Monday, 18 April 2016

Winding Tracks and Unpaved Roads

I remember sitting next to my baby sister, in the back seat of my mom's battered green Austin as Mom drove down a country road with one arm extended out of the driver's side window, holding a baby bottle.  She'd packed it in a thermos of hot water so it would be ready when she needed it, but the water had done its job a little too efficiently and the milk was too warm for my sister to drink.  No problem!  "We'll just let the air cool it as we go."

That outing was just one of hundreds of rambles we took with Mom. If the weather was fair - and often even if it was not - she'd pack a lunch, bundle my brother, my sister, and I into the car, load her paints and easel in the trunk, and we'd set off adventuring.  

My mom could never resist taking the long way 'round.  Unpaved roads and winding tracks were siren calls to her; irresistible in their opportunities for exploration and discovery.  It was, perhaps, the reason she was so rarely punctual.  There was always something new to be seen; some great or small delight to be discovered.

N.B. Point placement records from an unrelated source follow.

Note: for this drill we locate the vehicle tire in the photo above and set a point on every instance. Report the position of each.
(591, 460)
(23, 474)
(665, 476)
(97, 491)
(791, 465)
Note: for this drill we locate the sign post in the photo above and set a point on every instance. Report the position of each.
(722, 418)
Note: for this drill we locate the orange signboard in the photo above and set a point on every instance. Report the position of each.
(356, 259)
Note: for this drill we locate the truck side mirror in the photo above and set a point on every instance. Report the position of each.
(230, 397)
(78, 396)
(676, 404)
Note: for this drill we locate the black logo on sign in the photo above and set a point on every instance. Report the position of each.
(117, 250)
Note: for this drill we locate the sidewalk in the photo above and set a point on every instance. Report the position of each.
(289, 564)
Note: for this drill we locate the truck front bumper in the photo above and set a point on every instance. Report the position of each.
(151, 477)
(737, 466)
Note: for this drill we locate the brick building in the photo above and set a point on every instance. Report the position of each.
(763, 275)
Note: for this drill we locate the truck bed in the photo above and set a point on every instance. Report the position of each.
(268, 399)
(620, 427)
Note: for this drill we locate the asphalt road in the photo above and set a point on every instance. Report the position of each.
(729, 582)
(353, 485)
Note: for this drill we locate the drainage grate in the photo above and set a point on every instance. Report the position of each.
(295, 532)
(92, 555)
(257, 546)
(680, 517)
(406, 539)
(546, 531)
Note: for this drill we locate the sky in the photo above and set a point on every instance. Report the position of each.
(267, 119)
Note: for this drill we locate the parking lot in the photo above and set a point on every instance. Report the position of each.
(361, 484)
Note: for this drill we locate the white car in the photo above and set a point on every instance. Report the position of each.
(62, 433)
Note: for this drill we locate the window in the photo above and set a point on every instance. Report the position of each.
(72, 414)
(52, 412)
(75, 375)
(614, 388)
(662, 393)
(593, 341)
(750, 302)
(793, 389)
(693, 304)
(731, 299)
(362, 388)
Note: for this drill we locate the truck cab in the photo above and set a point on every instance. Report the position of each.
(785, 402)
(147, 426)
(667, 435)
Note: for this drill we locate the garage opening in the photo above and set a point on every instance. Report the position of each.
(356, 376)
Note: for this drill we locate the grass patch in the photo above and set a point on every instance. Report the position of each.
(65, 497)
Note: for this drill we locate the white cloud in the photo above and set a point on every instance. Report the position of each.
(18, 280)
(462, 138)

It was an enviable way of growing up, really.  We would drive the country roads until we found a spot that caught Mom's eye and then scramble from the car to play - perhaps splashing on a river's edge, climbing trees, or chasing bugs and picking flowers in a field or clearing - enjoying the freedom just to be kids while Mom painted, or read, or simply watched us play.  A great many happy memories were made on those adventures and, in me at least, the seeds planted for rambling on my own.

Perhaps my nature predisposed me to love wandering for its own sake, perhaps it was my mom's example, or maybe a combination of the two but, whatever the reasons, I am a lover of the long way 'round.  

Highways, main roads, and direct paths to our destinations do, of course, have their places.  Sometimes when I'm tired or in need of the speediest route to my destination I take them too, but more often you'll find me budgeting twice the time I actually need in order to get somewhere just so that I can act on the impulse to explore a country road or take the scenic route.

My husband was a kindred spirit in that regard.  We had a standing date to go exploring once a week.  We'd pack a picnic lunch and set off without a destination.  Only two rules applied to these trips:  We'd spend no money other than the cost of fuel, and we drive no further than two hours distance from our home.  

We came to know our surroundings very well.  My guy was really good at noticing and admiring the small miracles all around us.  He had the gift of stillness - something I struggle with - and so could sit until the small creatures around us came to accept his presence.  Then, he would point them out to me.  He was an admirer of sunrises and sunsets, of full moons and twinkling stars, of spring flowers and bright fall foliage, and he shared that appreciation with me.  We saw amazing things together and shared some of our sweetest conversations while out on our weekend travels. 

Both my mom and my husband are gone now; passed away within three months of each other in 2015.  I miss them both terribly but I find comfort in myriad memories we made together, a great many of them by following winding tracks and unpaved roads.